THE COMMITMENT of the first responders and medical staff in Albuquerque who care for those most in need of treatment is beyond reproach. We all remain in utmost admiration of their skill set and bravery. Celebrities and philanthropists exemplify extraordinary kindness with generosity and noted pledges to recognize their strength and courage.

I ask that we also recognize those making a little more than minimum wage providing direct care to New Mexicans with disabilities. These unsung direct-care professionals drive to group homes daily to care for those who have disabilities, covering shifts. These professionals are dedicated to helping those who have little family or no one else to help them. They care tor persons with autism, developmental, intellectual and other disabilities funded through nonprofits.
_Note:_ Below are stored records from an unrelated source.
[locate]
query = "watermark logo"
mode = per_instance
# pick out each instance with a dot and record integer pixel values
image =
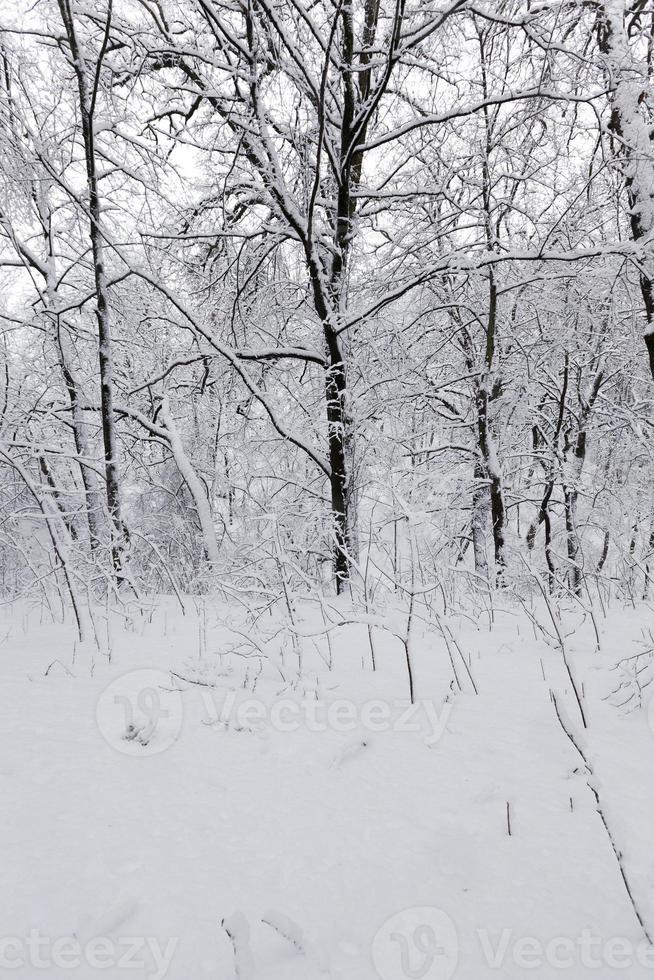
(587, 950)
(416, 944)
(319, 715)
(140, 713)
(144, 953)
As nonprofits we have no stock to buy back Our front-line staff commute to homes from Wildflower and Yale Village and Mountain View to El Dorado.

What happens when those staff become exposed to a person within the home for who1n they are providing care? They shelter in place within their own home. Who wants to replace them in that current role? All of us are moved by their dedication and bravery. When we opened Community Options almost 30 years ago in New Mexico, we did it to help people with disabilities. Now the very fabric of their already fragile lives have become tenuous because the staff are so far-stretched.

All of the art patrons help with galleries and museums to keep our culture alive. Now we need your help to keep our services alive. We ask for help from anyone who respects our way of life giving freedom and joy to persons with disabilities.

For the next 10 weeks, every extra gift will used to increase the averaged $15 an hour direct care staff employee on the front line. It is combat pay in the war to keep the virus at bay. We could always use the help.